En Angleterre - nous n’avons pas de données s’agissant de la France -, « le gouvernement souhaite promouvoir l'investissement dans l'IA au Royaume-Uni », qui, selon lui, « stimulera en fin de compte la productivité dans l'ensemble de l'économie », et a tenté de rassurer le public sur son impact. « Nous voulons nous assurer que l'IA complète la façon dont nous travaillons, sans la perturber, qu'elle améliore nos emplois au lieu de les supprimer », a déclaré Michelle Donelan, secrétaire d'État à la technologie. Le rapport de Goldmann Sachs souligne que l'impact de l'IA variera selon les secteurs : 46 % des tâches administratives et 44 % des tâches juridiques peuvent être automatisées, contre seulement 6 % dans le secteur de la construction et 4 % dans celui de la maintenance. BBC News a précédemment rapporté les inquiétudes de certains artistes qui craignent que les générateurs d'images de l'IA ne nuisent à leurs perspectives d'emploi.

Conséquences, des salaires plus bas ?

« La seule chose dont je suis sûr, c'est qu'il n'y a aucun moyen de savoir combien d'emplois seront remplacés par l'IA générative », a déclaré Carl Benedikt Frey, directeur de l'avenir du travail à l'Oxford Martin School de l'Université d'Oxford. « Ce que ChatGPT fait, par exemple, c'est permettre à un plus grand nombre de personnes ayant des compétences rédactionnelles moyennes de produire des essais et des articles. » Les journalistes seront donc confrontés à une concurrence accrue, ce qui fera baisser les salaires, à moins que la demande pour ce type de travail n'augmente de manière significative. Prenons l'exemple de l'introduction de la technologie GPS et de plateformes comme Uber. Le fait de connaître toutes les rues de Londres a perdu beaucoup de sa valeur - et les chauffeurs en place ont donc subi d'importantes baisses de salaire, de l'ordre de 10 %. Le résultat a été une baisse des salaires, et non une diminution du nombre de chauffeurs. Au cours des prochaines années, l'IA générative devrait avoir des effets similaires sur un ensemble plus large de tâches créatives.

Quels emplois

Selon les recherches citées dans le rapport, 60 % des travailleurs exercent des professions qui n'existaient pas en 1940. Mais les études suggèrent que l'évolution technologique depuis les années 1980 a déplacé les travailleurs plus rapidement qu'elle n'a créé d'emplois. Si l'IA générative est semblable aux progrès antérieurs des technologies de l'information, le rapport conclut qu'elle pourrait réduire l'emploi à court terme. « L'impact à long terme de l'IA est toutefois assez incertain », a déclaré Torsten Bell, directeur général du groupe de réflexion « Resolution Foundation », et de poursuivre en indiquant que « toutes les prédictions fermes doivent donc être prises avec des pincettes ». « Nous ne savons pas comment la technologie évoluera ni comment les entreprises l'intégreront dans leur mode de travail. » Cela ne veut pas dire que l'IA ne perturbera pas notre façon de travailler, mais nous devrions aussi nous concentrer sur les gains potentiels en termes de niveau de vie découlant d'un travail plus productif et de services moins coûteux, ainsi que sur le risque d'être distancé si d'autres entreprises et économies s'adaptent mieux aux changements technologiques.
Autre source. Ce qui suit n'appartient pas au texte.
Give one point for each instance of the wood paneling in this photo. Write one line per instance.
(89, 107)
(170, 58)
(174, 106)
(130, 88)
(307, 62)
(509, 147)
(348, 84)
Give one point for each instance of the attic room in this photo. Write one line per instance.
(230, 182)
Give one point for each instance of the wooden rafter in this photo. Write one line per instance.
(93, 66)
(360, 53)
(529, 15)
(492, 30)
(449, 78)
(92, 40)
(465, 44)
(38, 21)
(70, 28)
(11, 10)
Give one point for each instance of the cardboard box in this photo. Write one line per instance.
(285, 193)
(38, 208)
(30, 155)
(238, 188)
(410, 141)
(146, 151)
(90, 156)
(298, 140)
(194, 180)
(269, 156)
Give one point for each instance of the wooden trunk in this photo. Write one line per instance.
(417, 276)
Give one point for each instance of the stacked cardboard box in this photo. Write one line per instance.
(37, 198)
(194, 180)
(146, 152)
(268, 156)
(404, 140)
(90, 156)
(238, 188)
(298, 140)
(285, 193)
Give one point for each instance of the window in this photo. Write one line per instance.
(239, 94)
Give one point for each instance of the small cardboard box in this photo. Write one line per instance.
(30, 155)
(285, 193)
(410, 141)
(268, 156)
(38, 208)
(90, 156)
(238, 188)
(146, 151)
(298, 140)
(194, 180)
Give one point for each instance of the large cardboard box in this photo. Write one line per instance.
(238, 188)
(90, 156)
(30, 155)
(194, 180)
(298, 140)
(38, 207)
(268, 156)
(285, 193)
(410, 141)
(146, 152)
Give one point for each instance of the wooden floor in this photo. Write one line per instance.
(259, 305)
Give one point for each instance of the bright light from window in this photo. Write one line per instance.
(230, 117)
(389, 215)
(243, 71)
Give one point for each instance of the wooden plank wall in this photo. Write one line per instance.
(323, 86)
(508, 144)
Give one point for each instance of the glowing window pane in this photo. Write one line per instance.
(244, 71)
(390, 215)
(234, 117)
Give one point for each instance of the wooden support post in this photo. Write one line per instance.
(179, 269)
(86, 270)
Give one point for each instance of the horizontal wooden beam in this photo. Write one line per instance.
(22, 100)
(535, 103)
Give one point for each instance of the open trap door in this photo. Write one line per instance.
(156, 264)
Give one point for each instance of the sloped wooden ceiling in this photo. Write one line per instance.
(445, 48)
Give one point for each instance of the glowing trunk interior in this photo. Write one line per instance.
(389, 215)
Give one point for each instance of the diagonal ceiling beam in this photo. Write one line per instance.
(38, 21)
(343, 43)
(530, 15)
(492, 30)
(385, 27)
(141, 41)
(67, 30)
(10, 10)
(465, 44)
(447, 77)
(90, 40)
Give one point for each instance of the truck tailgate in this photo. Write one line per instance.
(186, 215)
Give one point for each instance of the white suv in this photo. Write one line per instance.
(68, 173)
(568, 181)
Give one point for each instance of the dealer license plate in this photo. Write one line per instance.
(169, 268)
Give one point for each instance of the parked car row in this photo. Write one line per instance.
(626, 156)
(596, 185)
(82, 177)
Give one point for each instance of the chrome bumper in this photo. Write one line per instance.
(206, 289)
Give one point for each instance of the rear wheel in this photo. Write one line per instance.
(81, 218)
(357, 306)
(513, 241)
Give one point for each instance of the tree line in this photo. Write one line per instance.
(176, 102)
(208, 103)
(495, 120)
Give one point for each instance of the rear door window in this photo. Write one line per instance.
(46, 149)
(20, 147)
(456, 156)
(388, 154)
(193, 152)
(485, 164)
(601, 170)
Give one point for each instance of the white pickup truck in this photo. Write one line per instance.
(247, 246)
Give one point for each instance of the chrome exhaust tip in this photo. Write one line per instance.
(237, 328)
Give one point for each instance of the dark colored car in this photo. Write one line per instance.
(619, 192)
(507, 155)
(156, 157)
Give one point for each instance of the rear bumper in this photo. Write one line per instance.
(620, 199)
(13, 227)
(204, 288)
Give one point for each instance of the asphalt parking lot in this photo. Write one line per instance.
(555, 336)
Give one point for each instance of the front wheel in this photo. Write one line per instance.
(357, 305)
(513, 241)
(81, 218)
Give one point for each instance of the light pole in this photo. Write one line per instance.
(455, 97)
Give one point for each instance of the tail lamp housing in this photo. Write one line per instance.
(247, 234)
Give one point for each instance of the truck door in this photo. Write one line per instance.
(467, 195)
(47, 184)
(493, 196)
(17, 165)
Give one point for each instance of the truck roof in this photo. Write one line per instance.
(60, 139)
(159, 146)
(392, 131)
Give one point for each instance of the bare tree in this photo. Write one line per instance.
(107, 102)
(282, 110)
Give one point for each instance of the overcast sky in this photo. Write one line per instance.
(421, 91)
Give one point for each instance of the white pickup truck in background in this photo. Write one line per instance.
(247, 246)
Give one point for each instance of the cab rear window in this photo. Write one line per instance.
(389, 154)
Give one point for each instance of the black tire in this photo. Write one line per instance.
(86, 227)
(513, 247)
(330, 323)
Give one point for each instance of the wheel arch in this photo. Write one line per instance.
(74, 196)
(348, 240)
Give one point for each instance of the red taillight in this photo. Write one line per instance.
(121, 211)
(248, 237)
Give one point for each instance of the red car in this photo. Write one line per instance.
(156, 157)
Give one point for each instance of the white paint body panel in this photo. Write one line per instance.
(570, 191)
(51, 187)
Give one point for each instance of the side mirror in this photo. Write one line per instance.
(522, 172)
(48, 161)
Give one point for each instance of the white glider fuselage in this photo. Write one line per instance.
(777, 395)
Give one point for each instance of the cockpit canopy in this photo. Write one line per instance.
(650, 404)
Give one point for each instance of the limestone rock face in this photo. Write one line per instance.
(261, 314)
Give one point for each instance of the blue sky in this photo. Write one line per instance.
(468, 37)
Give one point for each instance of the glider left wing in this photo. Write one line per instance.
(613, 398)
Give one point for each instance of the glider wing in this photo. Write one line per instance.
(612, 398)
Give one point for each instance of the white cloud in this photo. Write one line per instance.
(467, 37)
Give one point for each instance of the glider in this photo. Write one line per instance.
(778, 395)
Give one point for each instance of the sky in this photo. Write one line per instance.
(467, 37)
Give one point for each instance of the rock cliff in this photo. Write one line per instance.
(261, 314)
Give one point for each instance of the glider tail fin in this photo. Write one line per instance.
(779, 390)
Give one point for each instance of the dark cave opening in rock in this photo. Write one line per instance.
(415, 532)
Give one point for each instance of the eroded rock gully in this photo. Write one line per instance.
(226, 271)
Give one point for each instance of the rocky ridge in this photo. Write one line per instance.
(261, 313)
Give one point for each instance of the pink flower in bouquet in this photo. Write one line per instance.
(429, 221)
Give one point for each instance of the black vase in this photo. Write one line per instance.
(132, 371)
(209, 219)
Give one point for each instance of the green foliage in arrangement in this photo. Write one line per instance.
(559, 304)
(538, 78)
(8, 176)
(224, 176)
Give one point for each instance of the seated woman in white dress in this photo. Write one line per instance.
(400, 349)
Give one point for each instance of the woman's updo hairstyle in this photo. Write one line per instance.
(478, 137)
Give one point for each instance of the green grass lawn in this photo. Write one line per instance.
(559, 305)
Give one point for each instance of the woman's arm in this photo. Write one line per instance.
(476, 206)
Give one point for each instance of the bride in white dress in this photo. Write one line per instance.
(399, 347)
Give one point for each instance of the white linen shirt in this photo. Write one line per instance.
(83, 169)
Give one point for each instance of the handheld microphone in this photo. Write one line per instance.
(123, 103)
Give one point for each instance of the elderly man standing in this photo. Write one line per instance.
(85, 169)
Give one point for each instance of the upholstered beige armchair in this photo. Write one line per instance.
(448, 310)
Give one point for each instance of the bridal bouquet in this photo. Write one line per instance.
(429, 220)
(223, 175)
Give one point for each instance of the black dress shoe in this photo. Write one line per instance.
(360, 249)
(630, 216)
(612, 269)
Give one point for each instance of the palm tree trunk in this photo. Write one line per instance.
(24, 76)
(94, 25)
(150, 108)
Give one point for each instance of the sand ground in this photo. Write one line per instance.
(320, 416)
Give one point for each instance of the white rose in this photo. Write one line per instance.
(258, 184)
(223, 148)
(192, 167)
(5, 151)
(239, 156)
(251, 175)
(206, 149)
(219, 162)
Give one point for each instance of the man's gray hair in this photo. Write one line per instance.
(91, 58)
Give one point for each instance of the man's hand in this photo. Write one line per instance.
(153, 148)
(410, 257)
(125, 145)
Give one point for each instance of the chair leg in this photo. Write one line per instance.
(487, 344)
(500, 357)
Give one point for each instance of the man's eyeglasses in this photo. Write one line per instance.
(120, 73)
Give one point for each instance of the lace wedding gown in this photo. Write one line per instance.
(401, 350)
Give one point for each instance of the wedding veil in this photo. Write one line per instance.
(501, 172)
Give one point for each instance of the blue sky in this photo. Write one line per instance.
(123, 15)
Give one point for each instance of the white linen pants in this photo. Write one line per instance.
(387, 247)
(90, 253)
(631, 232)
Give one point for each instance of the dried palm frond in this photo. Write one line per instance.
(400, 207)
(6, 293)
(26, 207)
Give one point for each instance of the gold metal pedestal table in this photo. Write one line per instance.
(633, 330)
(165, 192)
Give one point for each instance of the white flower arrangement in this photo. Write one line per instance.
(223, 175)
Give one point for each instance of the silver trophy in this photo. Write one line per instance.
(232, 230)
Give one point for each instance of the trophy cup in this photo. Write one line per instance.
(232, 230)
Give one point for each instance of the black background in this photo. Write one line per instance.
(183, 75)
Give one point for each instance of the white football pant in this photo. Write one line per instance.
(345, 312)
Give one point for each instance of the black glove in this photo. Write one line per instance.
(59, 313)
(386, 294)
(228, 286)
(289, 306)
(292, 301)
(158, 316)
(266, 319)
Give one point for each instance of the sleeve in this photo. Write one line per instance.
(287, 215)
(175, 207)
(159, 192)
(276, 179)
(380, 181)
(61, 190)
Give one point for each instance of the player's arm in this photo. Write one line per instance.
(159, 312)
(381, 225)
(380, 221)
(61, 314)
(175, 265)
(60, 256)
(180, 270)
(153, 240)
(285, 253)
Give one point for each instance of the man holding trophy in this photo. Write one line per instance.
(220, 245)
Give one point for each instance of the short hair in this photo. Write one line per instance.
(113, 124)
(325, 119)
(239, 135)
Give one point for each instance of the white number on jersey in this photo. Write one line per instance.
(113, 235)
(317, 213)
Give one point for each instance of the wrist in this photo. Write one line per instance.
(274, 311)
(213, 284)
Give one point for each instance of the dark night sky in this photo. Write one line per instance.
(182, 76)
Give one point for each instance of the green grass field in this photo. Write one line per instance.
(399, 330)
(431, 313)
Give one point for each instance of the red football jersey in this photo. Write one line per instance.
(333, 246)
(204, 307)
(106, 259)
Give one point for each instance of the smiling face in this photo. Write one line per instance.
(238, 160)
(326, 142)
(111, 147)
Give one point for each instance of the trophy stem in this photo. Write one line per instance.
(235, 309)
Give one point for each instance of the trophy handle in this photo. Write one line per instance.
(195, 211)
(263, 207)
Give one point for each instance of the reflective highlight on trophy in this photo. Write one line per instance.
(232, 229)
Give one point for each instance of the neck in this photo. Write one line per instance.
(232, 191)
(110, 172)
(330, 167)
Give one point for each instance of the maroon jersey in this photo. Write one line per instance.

Les économistes de Goldman Sachs prédisent que 18 % des emplois dans le monde peuvent être informatisés. Ils estiment que les effets se feraient davantage sentir dans les économies avancées que dans les marchés émergents, les cols blancs étant plus menacés que les travailleurs manuels. Une bonne nouvelle pour les acteurs de soins comme les infirmières.

En premier lieu des emplois menacés, on trouve les emplois fondés sur des « bases de données » dit emplois « non intelligents », c’est-à-dire non créatifs mais prédictifs. Ce sont les avocats, juges, administratifs, médecins, accès à des droits (notaires, employés de mairie et territoires, greffiers, cadastre, etc.), commentateurs comme les journalistes. Ces emplois substituables ne le seront que partiellement, un médecin de ville à 80% par exemple, ce qui bouleverse nos organisations très profondément.

Bienvenus dans un monde de progrès humaniste solidaire ! Ceci dit, quand on observe – à l’usage – l’état de nos services publics, on se pose quelques questions. Comme disait un ami, quand on voit ce qu’on voit, quand on entend ce qu’on entend, qu’on lit ce qu’on lit, on est sans doute en droit de penser ce qu’on pense.